Posted on March 7, 2014 3:43 PM by Robert Tanner

OCZ is well-known for its long history with unique and often exotic PCIe-based solid-state drive solutions, and as its new announcement of a brand-new Z-Drive model is its first since being acquired by Toshiba, it should make it interesting to watch.

The Z-Drive 4500 is the successor to the venerable Z-Drive R4, so much of it will sound familiar. The 4500 Series uses the same Virtualized Controller Architecture (VCA) to combine eight onboard SandForce SF-2582 SSDs into one PCIe 2.0 x8 card.  The card packs 19nm Toshiba MLC flash memory into a half-length, one-slot thick form-factor with a fullbody aluminum heatsink covering the underside of the card. Temperature sensors and thermal throttling are now integrated into the card.

OCZ Z-Drive 4500 PCIe SSD

The 4500 will ship with an integrated “Windows Accelerator (WXL)” software package for flash management, and to provide a caching solution with Windows Server. This software gives the option for either part or all of the Z-Drive 4500 to be used as a caching drive.

VCA is more advanced than simply a form of RAID; instead the individual drives support configurable redundancy for as much failsafe as is needed. VCA 2.0 also offerings TRIM and SCSI Unmap Support, and all VCA data remains stored in nonvolatile memory in case of power failure.

The Z-Drive 4500 PCie will be offered in 800GB, 1.6TB, and 3.2TB capacities , with sequential read performance topping out at 2,900MB/s and 2,200MB/s for writes. Random performance is 252.000 / 78,000 IOPS read/writes respectively. Unfortunately for enthusiasts, these are enterprise class drives, meaning the 800GB model starts at $2,355, with the 3.2TB fetching $6,533. Endurance-wise the 800GB model is rated for 680TB of writes, although that sounds like a conservative rating given the five-year warranty these drives will ship with (as compared to the Z-Drive R4’s three years).

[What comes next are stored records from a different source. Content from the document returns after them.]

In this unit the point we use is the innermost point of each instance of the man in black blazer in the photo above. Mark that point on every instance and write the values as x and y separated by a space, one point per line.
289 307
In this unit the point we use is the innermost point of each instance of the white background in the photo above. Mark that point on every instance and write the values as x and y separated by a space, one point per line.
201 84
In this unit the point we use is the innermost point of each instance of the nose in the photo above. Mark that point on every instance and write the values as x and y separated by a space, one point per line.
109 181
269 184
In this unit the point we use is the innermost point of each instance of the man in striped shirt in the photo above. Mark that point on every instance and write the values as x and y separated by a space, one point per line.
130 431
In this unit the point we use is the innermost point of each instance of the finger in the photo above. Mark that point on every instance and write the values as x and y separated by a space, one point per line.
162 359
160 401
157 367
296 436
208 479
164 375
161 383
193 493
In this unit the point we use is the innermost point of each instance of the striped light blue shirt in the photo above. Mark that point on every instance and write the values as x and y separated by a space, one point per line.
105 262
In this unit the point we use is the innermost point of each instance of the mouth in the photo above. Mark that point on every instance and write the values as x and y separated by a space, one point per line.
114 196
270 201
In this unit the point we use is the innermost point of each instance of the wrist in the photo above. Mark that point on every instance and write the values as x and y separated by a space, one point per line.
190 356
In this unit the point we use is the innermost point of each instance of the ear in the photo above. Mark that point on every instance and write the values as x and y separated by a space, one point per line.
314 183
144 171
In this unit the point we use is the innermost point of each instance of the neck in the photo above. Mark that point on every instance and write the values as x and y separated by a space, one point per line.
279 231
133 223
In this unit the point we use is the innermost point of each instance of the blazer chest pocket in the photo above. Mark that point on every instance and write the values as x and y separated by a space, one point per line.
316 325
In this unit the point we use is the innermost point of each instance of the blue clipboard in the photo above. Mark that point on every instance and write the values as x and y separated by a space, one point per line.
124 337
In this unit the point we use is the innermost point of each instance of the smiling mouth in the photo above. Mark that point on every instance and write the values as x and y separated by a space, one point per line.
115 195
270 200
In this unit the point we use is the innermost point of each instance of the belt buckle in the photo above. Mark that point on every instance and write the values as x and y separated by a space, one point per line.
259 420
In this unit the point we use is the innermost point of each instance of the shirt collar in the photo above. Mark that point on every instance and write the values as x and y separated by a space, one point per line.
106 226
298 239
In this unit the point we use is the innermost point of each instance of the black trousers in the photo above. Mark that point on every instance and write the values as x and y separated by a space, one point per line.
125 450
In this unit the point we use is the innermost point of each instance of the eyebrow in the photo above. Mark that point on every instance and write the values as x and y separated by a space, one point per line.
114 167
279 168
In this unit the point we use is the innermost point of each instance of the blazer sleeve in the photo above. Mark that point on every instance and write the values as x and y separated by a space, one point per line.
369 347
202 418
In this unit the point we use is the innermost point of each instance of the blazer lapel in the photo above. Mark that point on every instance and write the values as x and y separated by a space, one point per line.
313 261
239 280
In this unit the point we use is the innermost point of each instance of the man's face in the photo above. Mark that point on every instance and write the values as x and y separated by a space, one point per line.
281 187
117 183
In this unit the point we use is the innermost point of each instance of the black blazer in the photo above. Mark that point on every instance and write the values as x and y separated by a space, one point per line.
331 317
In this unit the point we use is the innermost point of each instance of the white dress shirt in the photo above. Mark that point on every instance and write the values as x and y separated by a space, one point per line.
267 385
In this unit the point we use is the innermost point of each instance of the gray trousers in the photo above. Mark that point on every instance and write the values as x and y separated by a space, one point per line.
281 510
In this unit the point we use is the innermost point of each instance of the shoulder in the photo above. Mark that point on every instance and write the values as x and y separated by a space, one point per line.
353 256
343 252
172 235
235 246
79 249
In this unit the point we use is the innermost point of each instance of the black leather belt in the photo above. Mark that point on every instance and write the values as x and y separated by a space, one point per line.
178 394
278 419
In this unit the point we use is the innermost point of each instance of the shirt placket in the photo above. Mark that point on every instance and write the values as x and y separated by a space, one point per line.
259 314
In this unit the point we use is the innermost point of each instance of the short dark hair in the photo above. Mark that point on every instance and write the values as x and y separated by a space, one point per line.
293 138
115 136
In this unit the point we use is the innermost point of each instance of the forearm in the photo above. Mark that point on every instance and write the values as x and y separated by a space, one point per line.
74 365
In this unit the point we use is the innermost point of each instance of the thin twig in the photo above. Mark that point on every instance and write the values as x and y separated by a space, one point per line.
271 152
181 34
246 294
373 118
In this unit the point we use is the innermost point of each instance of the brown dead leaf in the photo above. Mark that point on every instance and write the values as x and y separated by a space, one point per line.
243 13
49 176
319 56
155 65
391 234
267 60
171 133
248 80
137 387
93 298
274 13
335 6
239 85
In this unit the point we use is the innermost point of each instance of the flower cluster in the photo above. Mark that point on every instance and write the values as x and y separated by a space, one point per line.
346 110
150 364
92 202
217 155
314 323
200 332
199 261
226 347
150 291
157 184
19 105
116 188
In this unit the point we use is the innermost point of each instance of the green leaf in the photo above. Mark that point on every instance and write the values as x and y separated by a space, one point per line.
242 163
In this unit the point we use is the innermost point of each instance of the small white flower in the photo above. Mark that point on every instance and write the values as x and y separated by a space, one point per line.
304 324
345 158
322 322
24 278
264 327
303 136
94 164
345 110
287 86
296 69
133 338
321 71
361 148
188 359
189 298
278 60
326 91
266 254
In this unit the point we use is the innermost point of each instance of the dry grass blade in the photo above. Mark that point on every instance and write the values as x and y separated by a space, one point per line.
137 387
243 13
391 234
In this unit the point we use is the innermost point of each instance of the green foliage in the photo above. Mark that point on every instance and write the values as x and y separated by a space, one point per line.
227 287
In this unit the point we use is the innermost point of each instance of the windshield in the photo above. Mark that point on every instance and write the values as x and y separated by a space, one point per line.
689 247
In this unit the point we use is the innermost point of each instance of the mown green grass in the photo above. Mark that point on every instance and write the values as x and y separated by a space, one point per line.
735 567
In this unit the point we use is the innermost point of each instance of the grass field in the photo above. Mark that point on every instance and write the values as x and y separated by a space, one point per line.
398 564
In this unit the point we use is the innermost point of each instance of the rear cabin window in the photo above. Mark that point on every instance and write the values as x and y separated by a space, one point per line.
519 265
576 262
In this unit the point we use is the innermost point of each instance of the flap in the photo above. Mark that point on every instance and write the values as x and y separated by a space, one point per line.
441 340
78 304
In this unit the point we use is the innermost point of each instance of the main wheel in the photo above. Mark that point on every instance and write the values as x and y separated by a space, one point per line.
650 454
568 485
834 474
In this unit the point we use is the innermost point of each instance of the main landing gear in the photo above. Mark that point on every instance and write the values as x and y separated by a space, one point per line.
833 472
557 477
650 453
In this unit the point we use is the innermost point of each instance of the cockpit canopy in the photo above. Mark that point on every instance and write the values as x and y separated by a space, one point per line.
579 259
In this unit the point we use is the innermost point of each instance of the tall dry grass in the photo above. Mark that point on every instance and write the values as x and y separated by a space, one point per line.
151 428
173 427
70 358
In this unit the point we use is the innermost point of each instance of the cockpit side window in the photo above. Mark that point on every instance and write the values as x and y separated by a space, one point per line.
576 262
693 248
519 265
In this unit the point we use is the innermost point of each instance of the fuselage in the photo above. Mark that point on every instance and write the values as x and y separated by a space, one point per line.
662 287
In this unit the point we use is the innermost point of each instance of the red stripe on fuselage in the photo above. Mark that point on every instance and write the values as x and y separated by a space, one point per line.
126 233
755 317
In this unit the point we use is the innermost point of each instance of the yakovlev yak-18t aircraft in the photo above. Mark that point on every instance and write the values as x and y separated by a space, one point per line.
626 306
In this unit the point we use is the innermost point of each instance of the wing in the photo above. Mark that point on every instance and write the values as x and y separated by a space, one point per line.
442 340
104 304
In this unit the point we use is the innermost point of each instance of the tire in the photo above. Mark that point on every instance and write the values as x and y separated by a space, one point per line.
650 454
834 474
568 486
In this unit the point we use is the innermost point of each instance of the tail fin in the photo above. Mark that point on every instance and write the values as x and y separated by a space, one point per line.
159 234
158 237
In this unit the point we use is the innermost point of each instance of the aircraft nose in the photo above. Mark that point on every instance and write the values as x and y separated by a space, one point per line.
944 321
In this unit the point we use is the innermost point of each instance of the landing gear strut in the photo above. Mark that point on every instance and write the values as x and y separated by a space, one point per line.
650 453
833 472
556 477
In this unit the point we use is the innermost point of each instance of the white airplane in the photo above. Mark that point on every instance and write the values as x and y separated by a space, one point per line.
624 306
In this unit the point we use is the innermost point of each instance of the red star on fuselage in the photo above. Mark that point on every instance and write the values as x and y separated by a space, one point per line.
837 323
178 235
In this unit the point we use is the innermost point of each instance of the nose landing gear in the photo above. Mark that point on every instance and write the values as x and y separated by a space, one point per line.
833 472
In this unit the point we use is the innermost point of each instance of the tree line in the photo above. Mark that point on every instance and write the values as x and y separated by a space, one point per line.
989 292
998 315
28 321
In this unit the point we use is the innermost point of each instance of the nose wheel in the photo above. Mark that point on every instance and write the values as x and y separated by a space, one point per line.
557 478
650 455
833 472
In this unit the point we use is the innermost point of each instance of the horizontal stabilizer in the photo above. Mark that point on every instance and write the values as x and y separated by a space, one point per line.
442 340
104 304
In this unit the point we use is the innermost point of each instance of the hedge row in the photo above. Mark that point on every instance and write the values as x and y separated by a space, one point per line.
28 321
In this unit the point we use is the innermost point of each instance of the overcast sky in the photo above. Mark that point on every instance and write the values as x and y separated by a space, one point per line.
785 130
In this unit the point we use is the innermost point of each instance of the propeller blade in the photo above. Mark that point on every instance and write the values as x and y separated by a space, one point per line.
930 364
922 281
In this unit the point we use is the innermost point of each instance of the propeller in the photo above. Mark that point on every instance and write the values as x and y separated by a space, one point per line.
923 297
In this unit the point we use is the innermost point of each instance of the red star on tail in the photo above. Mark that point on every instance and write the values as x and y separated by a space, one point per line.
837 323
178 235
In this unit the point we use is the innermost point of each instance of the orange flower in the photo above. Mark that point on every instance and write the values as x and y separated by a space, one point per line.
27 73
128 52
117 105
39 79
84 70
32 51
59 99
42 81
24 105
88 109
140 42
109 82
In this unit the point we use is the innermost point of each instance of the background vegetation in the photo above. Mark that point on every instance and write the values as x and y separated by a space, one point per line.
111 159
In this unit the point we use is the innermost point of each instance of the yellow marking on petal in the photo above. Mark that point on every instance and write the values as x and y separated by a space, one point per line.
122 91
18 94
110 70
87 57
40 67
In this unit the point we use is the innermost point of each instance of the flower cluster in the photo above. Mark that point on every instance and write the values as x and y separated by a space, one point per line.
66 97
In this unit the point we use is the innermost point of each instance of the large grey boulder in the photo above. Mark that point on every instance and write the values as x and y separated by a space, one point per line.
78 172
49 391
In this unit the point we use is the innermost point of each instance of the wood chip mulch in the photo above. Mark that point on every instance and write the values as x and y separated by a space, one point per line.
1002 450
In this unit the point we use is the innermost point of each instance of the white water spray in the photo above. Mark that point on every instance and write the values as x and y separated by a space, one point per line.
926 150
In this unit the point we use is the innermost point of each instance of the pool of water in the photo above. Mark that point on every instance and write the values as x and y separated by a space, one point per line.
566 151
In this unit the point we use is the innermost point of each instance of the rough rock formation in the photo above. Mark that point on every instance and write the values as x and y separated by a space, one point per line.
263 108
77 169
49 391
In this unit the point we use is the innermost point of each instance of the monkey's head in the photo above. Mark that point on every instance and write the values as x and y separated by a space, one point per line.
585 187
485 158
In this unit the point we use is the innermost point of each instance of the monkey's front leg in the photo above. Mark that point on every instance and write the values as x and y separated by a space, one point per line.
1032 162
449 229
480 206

  • http://techgage.com/ Rob Williams

    So these are built for the enterprise, but I could still see ultra high-end enthusiasts opting for one in their new rig. Those transfer rates and and IOPS are simply insane, and if you want to look at it this way… not long ago an 80GB drive would have cost you about $500. This is 10x that for $2,355 and has FAR greater performance.

    Either way, a damned impressive piece of kit.